So in my mind, riots are usually associated with big cities. They’re certainly not associated with the hallowed halls of the United States Military Academy at West Point.
”A man’s true character comes out when he’s drunk”
We have to travel all the way back to 1825 when cadets were allowed to drink on only two occasions. Those days of merriment were reserved for the 4th of July and Christmas. In the eyes of the superintendent, one Colonel Sylvanus Thayer, the 4th of July celebration denigrated into such a state of debauchery that he deemed no alcohol was to be allowed on campus. Anyone caught imbibing of the demon liquor was to be arrested and expelled.
Enter one Jefferson Davis. It seems the future president of the Confederacy had quite the reputation when it came to flaunting the rules and was quite well renowned for tipping a few back every now and then. He and his friends hatched a plan to defy authority and throw an all-nighter on Christmas Eve, 1826. Their beverage of choice was eggnog.
Unlike the innocent eggnog of today that we can pluck off the grocery store shelves the concoction back then packed quite the punch. It consisted of large quantities of whiskey, rye, rum, brandy, sherry and assorted spices and cut with milk to help mask the flavor.
A plan was hatched and a group of four students set out to two of the local taverns to procure the necessary ingredients. In addition to the booze, numerous legs of mutton were also brought in to help feed the partygoers.
What resulted was the largest mass expulsion in the history of West Point.
The festivities began around midnight with nine cadets starting things off in one of the dorm rooms. As parties are wont to do, it eventually grew in size and spread to another room. At around two in the morning the group, feeling the early effects of the eggnog, burst out in singing and dancing. At around four in the morning, the noise grew so loud that it attracted the attention of one of the faculty members.

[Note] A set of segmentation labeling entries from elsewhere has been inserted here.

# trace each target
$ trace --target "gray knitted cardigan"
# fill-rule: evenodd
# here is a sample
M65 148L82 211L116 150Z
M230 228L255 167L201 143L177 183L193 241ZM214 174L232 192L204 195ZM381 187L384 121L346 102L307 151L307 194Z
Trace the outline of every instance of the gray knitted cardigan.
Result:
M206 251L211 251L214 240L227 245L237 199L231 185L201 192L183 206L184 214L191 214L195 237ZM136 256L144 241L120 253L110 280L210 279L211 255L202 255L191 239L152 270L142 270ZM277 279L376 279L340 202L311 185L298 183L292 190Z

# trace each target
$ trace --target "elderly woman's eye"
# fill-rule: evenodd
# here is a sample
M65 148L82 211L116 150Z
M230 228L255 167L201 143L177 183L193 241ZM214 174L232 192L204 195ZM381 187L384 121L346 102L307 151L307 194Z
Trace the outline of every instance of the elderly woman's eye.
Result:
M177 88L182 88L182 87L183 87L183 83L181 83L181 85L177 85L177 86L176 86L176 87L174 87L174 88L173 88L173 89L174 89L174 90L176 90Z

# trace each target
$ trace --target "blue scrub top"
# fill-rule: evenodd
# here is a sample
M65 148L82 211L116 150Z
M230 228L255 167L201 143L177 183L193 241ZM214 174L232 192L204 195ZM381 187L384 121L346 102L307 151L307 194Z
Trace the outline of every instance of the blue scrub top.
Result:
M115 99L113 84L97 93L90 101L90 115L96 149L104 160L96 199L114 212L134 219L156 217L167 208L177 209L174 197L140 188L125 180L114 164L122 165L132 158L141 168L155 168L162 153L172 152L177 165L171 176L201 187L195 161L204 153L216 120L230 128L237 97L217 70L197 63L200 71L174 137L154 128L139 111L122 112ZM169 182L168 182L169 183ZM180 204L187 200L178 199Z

Upon arriving at the dorm rooms and seeing the state of affairs, Jefferson and his eight cohorts were placed under arrest. The rest of them were warned to cease and desist from continuing the party.
Apparently this didn’t sit well with remainder of the participants. They decided to track down the arresting officer and give him a piece of their mind. That soon expanded to include members of the faculty and it wasn’t long before a full scale riot broke out. Windows and furniture were broken and swords were drawn between the festival goers and other students who had try to stop the proceedings. Pistol shots were fired and while no one was killed, one lieutenant was knocked out cold.
By the time 6:00AM reveille rolled around the place was a scene of chaos. There were fist fights and shouting and it wouldn’t be for another few hours until the cadets were ordered back to their rooms to sober up and order was restored.
An ensuing investigation was ordered and determined that somewhere between 50 and 90 students had participated in the riot in some form or another. When you consider that the enrollment at the time was around 260, that’s a pretty large percentage.
In the end, twenty three cadets were arrested and nineteen were eventually expelled. A few other got busted in rank.
Ironically, the instigator of the whole thing, Jefferson Davis, was spared any disciplinary action. It seems after his arrest he went back to his room, puked, and passed out in a drunken stupor and never particpated in the riot itself. Later, records would show that Davis turned whistleblower and named names about who was responsible for smuggling in the liquor in exchange for being allowed to graduate.